The insulin-like growth factor 2 gene and locus in nonmammalian vertebrates: Organizational simplicity with duplication but limited divergence in fish

Abstract

The small, secreted peptide, insulin-like growth factor 2 (IGF2), is essential for fetal and prenatal growth in humans and other mammals. Human IGF2 and mouse Igf2 genes are located within a conserved linkage group and are regulated by parental imprinting, with IGF2/Igf2 being expressed from the paternally derived chromosome, and H19 from the maternal chromosome. Here, data retrieved from genomic and gene expression repositories were used to examine the Igf2 gene and locus in 8 terrestrial vertebrates, 11 ray-finned fish, and 1 lobe-finned fish representing >500 million years of evolutionary diversification.
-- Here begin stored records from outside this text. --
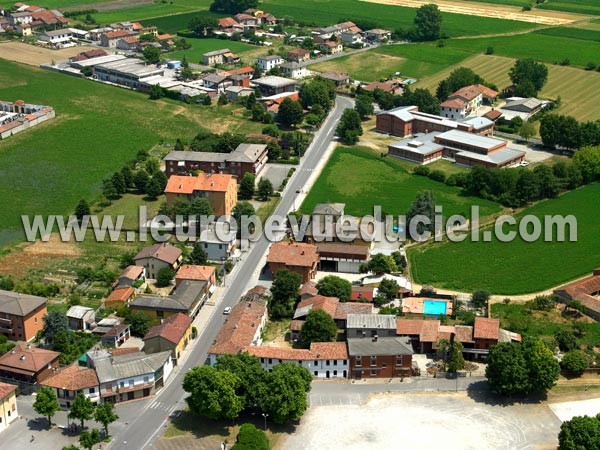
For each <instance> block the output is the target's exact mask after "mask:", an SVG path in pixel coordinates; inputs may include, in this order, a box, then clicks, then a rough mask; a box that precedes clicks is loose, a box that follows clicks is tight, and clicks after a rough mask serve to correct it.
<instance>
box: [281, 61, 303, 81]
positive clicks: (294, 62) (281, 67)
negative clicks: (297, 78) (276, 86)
mask: <svg viewBox="0 0 600 450" xmlns="http://www.w3.org/2000/svg"><path fill="white" fill-rule="evenodd" d="M279 68H280V69H281V72H282V73H283V75H284V76H286V77H288V78H304V77H306V76H307V75H308V70H307V69H306V66H304V65H302V64H300V63H297V62H287V63H283V64H281V65H280V66H279Z"/></svg>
The analysis revealed that vertebrate Igf2 genes are simpler than their mammalian counterparts, having fewer exons and lacking multiple gene promoters. Igf2 genes are conserved among these species, especially in protein-coding regions, and IGF2 proteins also are conserved, although less so in fish than in terrestrial vertebrates. The Igf2 locus in terrestrial vertebrates shares additional genes with its mammalian counterparts, including tyrosine hydroxylase (Th), insulin (Ins), mitochondrial ribosomal protein L23 (Mrpl23), and troponin T3, fast skeletal type (Tnnt3), and both Th and Mrpl23 are present in the Igf2 locus in fish. Taken together, these observations support the idea that a recognizable Igf2 was present in the earliest vertebrate ancestors, but that other features developed and diversified in the gene and locus with speciation, especially in mammals. This study also highlights the need for correcting inaccuracies in genome databases to maximize our ability to accurately assess contributions of individual genes and multigene families toward evolution, physiology, and disease.